Callbacks

class torchok.callbacks.checkpoint_onnx.CheckpointONNX(*args, onnx_params=None, remove_head=False, **kwargs)

Bases: ModelCheckpoint

A class checkpointing onnx format.

ONNX_EXTENSION = '.onnx'
__init__(*args, onnx_params=None, remove_head=False, **kwargs)

Init CheckpointONNX.

class torchok.callbacks.finalize_logger.FinalizeLogger

Bases: Callback

Callback to finalize logger if an error occurs

on_exception(trainer, pl_module, outputs)
class torchok.callbacks.freeze_unfreeze.FreezeUnfreeze(freeze_modules: List[Dict[str, Any]], top_down_freeze_order: bool = True)

Bases: BaseFinetuning

Callback to freeze modules and incremental unfreeze these modules during training.

__init__(freeze_modules: List[Dict[str, Any]], top_down_freeze_order: bool = True)

Init FreezeUnfreeze.

Parameters
  • freeze_modules

    List with dictionaries of models to be frozen-unfrozen with possible keys of dictionaries:

    • module_name (str):

      module name relative to the task on which freeze will be applied. For example backbone.layer1. Empty string in the module_name stands for the whole model.

    • epoch (int, optional):

      number of epochs when module to be frozen. If not specified then module will be frozen forever.

    • stages (int, optional):

      if specified with module_name that has get_stage(int) attribute, apply freeze only on modules returned from get_stage(int). Usually used with a backbone: stage 0 refers to stem layer, stage i refers to i-1 model layer block and all preceding blocks. If not specified, all blocks will be frozen.

    • module_class (str, optional):

      if specified apply freeze only on the modules of the same type or successors of specified type.

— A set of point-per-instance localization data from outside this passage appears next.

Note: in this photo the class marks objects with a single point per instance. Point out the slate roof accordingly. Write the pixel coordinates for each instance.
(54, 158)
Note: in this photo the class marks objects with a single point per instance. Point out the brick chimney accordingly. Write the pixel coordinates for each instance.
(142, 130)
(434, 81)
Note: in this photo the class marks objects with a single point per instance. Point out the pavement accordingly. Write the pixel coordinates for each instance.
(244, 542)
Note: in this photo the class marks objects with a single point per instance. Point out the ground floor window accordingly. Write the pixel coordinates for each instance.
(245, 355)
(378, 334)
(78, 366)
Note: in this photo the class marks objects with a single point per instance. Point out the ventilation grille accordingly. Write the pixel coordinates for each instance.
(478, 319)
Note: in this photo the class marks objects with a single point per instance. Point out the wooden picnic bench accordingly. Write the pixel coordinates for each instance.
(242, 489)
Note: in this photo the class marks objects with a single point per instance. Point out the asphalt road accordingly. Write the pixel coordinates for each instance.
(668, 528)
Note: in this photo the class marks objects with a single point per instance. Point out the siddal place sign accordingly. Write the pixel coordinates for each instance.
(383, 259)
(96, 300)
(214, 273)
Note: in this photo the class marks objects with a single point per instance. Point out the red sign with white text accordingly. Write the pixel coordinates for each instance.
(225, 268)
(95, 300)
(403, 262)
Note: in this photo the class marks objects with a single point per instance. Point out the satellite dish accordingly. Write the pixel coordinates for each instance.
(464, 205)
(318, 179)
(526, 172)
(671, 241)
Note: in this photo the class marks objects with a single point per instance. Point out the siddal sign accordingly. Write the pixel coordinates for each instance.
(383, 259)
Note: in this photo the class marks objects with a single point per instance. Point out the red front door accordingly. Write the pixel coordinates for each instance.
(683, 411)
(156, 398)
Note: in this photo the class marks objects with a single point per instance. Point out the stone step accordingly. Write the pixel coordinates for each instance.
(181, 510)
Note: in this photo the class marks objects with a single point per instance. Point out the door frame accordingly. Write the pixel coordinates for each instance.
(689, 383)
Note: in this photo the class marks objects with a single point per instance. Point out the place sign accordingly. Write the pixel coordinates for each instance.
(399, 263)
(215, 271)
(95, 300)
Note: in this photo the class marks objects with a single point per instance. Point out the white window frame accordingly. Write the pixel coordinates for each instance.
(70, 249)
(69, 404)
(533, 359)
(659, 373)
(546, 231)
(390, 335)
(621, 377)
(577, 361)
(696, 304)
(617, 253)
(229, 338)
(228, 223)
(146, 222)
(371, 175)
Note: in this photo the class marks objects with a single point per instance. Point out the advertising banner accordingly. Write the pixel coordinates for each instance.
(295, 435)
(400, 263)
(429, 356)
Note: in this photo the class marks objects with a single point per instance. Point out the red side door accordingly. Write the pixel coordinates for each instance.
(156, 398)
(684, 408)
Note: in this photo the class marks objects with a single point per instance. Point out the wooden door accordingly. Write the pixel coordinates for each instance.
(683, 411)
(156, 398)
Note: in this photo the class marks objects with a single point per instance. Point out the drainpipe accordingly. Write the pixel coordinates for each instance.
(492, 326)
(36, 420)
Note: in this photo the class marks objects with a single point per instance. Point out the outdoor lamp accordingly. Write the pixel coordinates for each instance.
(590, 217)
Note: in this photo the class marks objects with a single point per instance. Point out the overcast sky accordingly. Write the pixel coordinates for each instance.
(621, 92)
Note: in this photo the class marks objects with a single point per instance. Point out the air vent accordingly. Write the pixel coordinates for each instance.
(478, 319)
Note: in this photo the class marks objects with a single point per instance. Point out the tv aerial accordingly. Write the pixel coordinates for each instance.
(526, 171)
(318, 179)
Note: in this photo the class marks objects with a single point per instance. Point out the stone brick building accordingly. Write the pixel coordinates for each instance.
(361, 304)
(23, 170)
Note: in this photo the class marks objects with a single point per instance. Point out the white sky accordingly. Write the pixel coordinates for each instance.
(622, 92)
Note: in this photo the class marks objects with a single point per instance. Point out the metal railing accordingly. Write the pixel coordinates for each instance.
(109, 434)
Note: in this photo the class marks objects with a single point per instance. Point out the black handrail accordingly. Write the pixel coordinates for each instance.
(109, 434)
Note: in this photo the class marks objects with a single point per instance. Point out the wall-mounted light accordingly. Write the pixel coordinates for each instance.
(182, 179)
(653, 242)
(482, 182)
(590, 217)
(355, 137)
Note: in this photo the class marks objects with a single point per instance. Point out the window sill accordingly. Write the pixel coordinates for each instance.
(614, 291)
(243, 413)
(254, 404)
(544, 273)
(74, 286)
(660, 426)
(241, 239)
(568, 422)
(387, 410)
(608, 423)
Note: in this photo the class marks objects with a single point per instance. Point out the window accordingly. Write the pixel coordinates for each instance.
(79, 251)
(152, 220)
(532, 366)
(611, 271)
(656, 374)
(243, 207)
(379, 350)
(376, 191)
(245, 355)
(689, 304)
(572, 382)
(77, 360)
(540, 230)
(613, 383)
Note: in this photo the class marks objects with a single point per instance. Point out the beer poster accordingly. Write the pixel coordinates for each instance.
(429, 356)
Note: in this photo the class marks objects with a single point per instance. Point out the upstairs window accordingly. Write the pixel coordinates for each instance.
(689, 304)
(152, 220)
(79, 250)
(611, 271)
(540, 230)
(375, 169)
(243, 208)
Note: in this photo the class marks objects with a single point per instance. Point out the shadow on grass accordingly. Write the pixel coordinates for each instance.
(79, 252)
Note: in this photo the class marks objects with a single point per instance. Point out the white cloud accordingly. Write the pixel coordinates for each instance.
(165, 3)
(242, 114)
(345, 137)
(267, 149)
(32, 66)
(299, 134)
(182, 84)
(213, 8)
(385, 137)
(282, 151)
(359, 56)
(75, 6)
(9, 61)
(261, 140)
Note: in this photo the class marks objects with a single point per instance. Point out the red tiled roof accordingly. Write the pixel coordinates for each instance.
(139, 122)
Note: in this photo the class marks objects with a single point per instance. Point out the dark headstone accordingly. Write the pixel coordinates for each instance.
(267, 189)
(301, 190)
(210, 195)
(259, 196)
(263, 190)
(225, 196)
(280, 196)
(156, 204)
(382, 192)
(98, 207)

    • bn_requires_grad (bool, optional):

      if specified batch norms’ gradients will be set up separately from other blocks. If not specified processed as the other modules.

    • bn_track_running_stats (bool, optional):

      if specified batch norms train mode will be set up separately from other blocks. If not specified processed as the other modules.

  • top_down_freeze_order – If true freeze policy will be applied firstly on top modules, e.g. aa > aa.bb. In this case freeze policy aa.bb will overwrite freeze policy in aa related to aa.bb. Otherwise, freeze policy for bottom layers will be applied first.

static make_trainable(modules: Union[Module, Iterable[Union[Module, Iterable]]]) None

Unfreezes the parameters of the provided modules.

Parameters

modules – A given module or an iterable of modules

static freeze(modules: Union[Module, Iterable[Union[Module, Iterable]]], module_dict: Dict[str, Any]) None

Freezes the parameters of the provided modules.

Parameters
  • modules – A given module or an iterable of modules

  • module_dict – If True, leave the BatchNorm layers in training mode

static unfreeze_and_add_param_group(modules: Union[Module, Iterable[Union[Module, Iterable]]], optimizer: Optimizer, lr: Optional[float] = None, initial_denom_lr: float = 10.0, train_bn: bool = True) None

Unfreezes a module and adds its parameters to an optimizer.

Parameters
  • modules – A module or iterable of modules to unfreeze. Their parameters will be added to an optimizer as a new param group.

  • optimizer – The provided optimizer will receive new parameters and will add them to add_param_group

  • lr – Learning rate for the new param group.

  • initial_denom_lr – If no lr is provided, the learning from the first param group will be used and divided by initial_denom_lr.

  • train_bn – Whether to train the BatchNormalization layers.

freeze_before_training(pl_module: Module)

Freeze modules before training.

Freeze all the modules named in self.epoch2module_names.

Parameters

pl_module – Module which contain unfreeze modules.

finetune_function(pl_module: Module, current_epoch: int, optimizer: Optimizer, optimizer_idx: int)

Unfreeze modules from self.epoch2module_names dictionary.

Parameters
  • pl_module – Module which contain unfreeze modules.

  • current_epoch – Current epoch.

  • optimizer – Optimizer.

  • optimizer_idx – Optimizer index.